Saturday, June 03, 2006 > Officially sick..
It is that time of the year....My throat's hurting, back's killing, head's spinning, stomach's churning (Darren got teman now! Hehe..) and temperature's rising. Of all times.. Less than a week before my first paper.
I guess now I have an excuse if I don't do well.
I choose to blame my untimely illness on the stupid, fluctuating Adelaide weather (it was a sunny 18 degrees but now it has gone down to a freezing 8 degrees) rather than blaming it on my weird sleeping schedule or excessive intake of junk. I reckon I really am a person who is living in denial.

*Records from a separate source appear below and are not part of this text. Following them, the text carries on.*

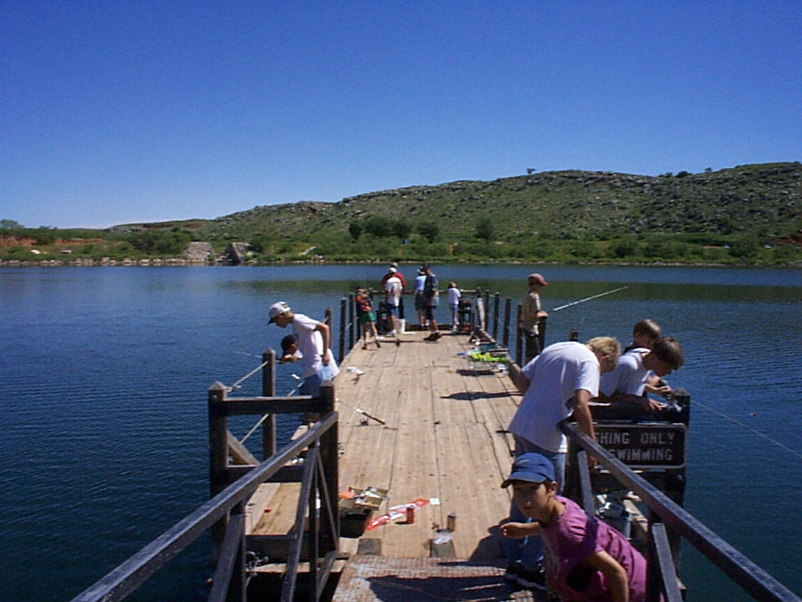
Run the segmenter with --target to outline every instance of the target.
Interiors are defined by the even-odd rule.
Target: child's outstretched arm
[[[521,539],[529,535],[539,535],[543,529],[537,521],[533,523],[505,523],[501,525],[501,535],[511,539]]]
[[[589,554],[579,563],[592,567],[606,577],[614,602],[630,602],[630,584],[626,571],[610,554],[604,551]]]

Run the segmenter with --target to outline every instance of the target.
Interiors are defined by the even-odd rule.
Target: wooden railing
[[[755,600],[761,602],[800,602],[799,596],[582,433],[575,424],[563,421],[561,429],[576,443],[574,452],[569,458],[569,465],[574,466],[578,472],[578,491],[572,497],[575,497],[586,512],[595,514],[587,455],[596,458],[622,487],[634,492],[648,506],[647,599],[650,602],[658,600],[661,594],[666,602],[679,602],[682,600],[666,529],[690,542]]]
[[[265,356],[274,357],[272,350]],[[273,388],[272,361],[265,367],[263,388]],[[338,414],[334,411],[334,390],[330,382],[321,385],[320,397],[228,397],[229,389],[215,383],[209,389],[209,474],[211,498],[176,523],[128,560],[73,599],[73,602],[121,600],[175,558],[189,543],[209,531],[215,570],[209,600],[245,600],[248,568],[245,504],[265,482],[301,483],[296,519],[290,531],[260,542],[261,551],[286,561],[281,600],[290,602],[295,594],[298,567],[309,562],[309,600],[319,600],[337,557],[339,544],[338,515]],[[319,420],[306,433],[275,452],[272,421],[265,421],[264,460],[256,462],[237,445],[228,429],[229,416],[314,413]],[[302,453],[302,465],[289,464]],[[229,458],[239,464],[229,463]],[[319,502],[319,506],[318,506]],[[274,553],[275,552],[275,553]]]

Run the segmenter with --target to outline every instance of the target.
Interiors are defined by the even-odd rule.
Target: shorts
[[[417,291],[415,293],[415,308],[419,311],[426,311],[426,299],[423,299],[423,291]]]

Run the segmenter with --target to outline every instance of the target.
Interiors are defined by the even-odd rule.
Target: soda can
[[[407,506],[407,523],[415,523],[415,504]]]
[[[453,512],[448,513],[448,521],[446,522],[446,528],[448,531],[456,531],[456,515]]]

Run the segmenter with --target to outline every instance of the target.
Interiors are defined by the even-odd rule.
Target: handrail
[[[189,543],[223,519],[237,504],[245,502],[257,487],[267,481],[290,460],[298,456],[337,424],[338,414],[322,417],[306,433],[261,462],[219,494],[202,504],[161,535],[90,586],[72,602],[124,600],[164,567]]]
[[[604,465],[618,482],[636,493],[666,526],[687,539],[750,596],[759,600],[802,602],[802,599],[585,434],[575,424],[564,421],[560,423],[560,429]]]

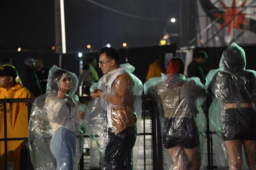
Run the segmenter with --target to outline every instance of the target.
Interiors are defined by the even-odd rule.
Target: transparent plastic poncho
[[[70,88],[63,99],[57,93],[66,75],[70,78]],[[88,110],[74,94],[78,85],[75,74],[55,65],[48,80],[47,93],[36,99],[30,115],[28,144],[31,161],[35,170],[75,169],[83,148],[80,129],[86,119],[78,119],[77,114],[82,111],[88,115]]]
[[[248,169],[246,157],[249,168],[256,169],[256,72],[246,70],[246,66],[244,51],[233,42],[222,53],[219,68],[206,78],[213,100],[209,118],[230,169],[241,169],[242,164]]]
[[[198,78],[165,75],[144,85],[157,104],[161,134],[170,169],[198,170],[204,157],[206,120],[201,106],[204,86]]]
[[[135,133],[132,137],[134,141],[132,142],[135,142],[136,122],[141,119],[143,86],[141,82],[131,73],[134,69],[129,63],[121,64],[120,68],[104,75],[98,83],[93,84],[90,88],[91,92],[98,88],[102,92],[100,98],[93,98],[88,104],[90,114],[85,129],[86,133],[98,146],[102,169],[106,169],[106,166],[109,165],[104,160],[107,154],[106,148],[109,146],[109,130],[111,133],[118,135],[125,129],[134,127]],[[130,162],[132,160],[131,150],[134,143],[132,145],[131,150],[128,151],[131,155],[128,160]],[[113,154],[111,157],[117,156],[118,152]],[[116,165],[115,163],[111,165],[113,169],[122,169],[123,162]],[[122,163],[123,165],[120,165]]]

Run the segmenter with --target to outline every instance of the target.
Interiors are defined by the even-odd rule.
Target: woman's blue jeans
[[[53,134],[50,149],[57,163],[56,170],[72,170],[75,153],[74,133],[63,127]]]

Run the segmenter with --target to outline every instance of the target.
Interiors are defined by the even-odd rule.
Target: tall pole
[[[55,46],[57,53],[66,53],[64,0],[55,0]]]

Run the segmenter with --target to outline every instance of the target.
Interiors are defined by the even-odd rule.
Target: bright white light
[[[62,53],[66,53],[66,36],[65,31],[65,18],[64,0],[60,0],[61,5],[61,36],[62,42]]]

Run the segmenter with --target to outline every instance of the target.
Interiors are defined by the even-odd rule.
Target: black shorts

Speaking of which: I recently had a conversation with a friend concerning "denial living"- if such a term is grammatically correct. I realised some time ago that I never really realised I lived in denial simply because, I was in denial. Hhhmm... If that makes any sense. When people pointed out something of me that was a LITTLE less-than-perfect (proving my point further), I would become extremely defensive. It has made it even harder to deal with petty issues in life just simply because I refused to address it in the first place. Thus, many a time, it has stunted my growth: character wise and spiritually as well. Yeah.. I know many of you are thinking, "Obviously not physically." Haha.. Not funny...
The root to all this denial: My PRIDE.
Addressing issues in my life especially if it comes from those I don't want to hear it from hurts. Hurts my pride. Lowers the self-esteem. God, teach me.. I need to learn. I really do..
I can start now then.....
"I am sick, not because of the weather but because I have not had sufficient sleep and have not been eating well."